If you’re thinking about supporting multi-server access: That requires a network protocol, authentication, and a daemon process — turning SQLite into a different product (a client-server database). SQLite is an embedded library for local storage. When you need multi-server access, use PostgreSQL, MySQL, or Spanner.
When to reach for it: Mobile apps (iOS/Android), desktop apps (single-user), embedded devices, prototyping, unit test databases (in-memory SQLite), read-heavy local storage, any scenario where you don’t want to manage a database server.
When not to: Concurrent writers (web servers, multi-process apps), network filesystem storage, high write volume (SQLite serializes writes), need row-level access control (no user/permission system), need replication (no built-in replication), or when you need strict type enforcement.
Architecture
- Bytecode virtual machine (VDBE) — SQL text is compiled to bytecode and executed by a register-based VM; the compilation process IS the query planner
- Single-file B-Tree library — entire database is one disk file; tables and indexes are separate B-Trees in the same file; no client-server, no configuration
- Pager layer for ACID — page cache with atomic commit via rollback journal (delete/truncate mode) or WAL mode; power-safe without OS fsync guarantees
- VFS abstraction — pluggable OS interface enables portability; same library runs on Unix, Windows, embedded, and in-memory
Storage Model
SQLite stores the entire database in a single file using a B-Tree structure. The file begins with a header page (100-byte magic + metadata), followed by B-Tree pages (4KB default, configurable to 64KB).
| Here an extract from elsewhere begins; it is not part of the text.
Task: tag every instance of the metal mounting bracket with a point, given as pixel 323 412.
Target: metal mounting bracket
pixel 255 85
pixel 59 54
- Each table is a B-Tree keyed by rowid (a 64-bit signed integer, accessible as
rowid,_rowid_, oroid). - Row data is stored as a record in the leaf page.
WITHOUT ROWIDtables use the primary key as the B-Tree - key directly — rows are ordered by PK, like InnoDB’s clustered index, but without the PK update cascade problem (since there is no separate rowid to maintain in secondary indexes).
Values too large for a page are split across overflow pages — a linked list of pages storing the excess. Deleted pages go on a freelist for reuse.
(For B-Tree mechanics, see B-Tree)
Indexing Model
flowchart TD
subgraph "database.sqlite (single file)"
H["Page 1: Header<br/>(100 bytes)"]
T["Table B-Tree<br/>keyed by rowid<br/>leaves = row data"]
I["Index B-Tree (email)<br/>keyed by email + rowid<br/>leaves = (key, rowid)"]
end
Q["SELECT * FROM users<br/>WHERE email = 'a@x.com'"] --> I
I -->|"(a@x.com, rowid=42)"| T
T -->|"find rowid 42"| R["Row Data"]
style Q fill:#f0f0f0,stroke:#666
style H fill:#fce4ec,stroke:#c62828
style T fill:#e3f2fd,stroke:#1565c0
style I fill:#e8f5e9,stroke:#2e7d32
Indexes are separate B-Trees stored in the same database file. Each index leaf stores (key, rowid).
A secondary lookup follows: index → rowid → table B-Tree. No clustered indexes (except WITHOUT ROWID —
which is the table itself, not a separate index).
SQLite supports partial indexes (WHERE clause), expression indexes (LOWER(col)),
and automatic indexes — transient indexes built during a query for an unindexed join, discarded afterward.
Schema is stored in the sqlite_schema table (always at root page 1), read once at database open.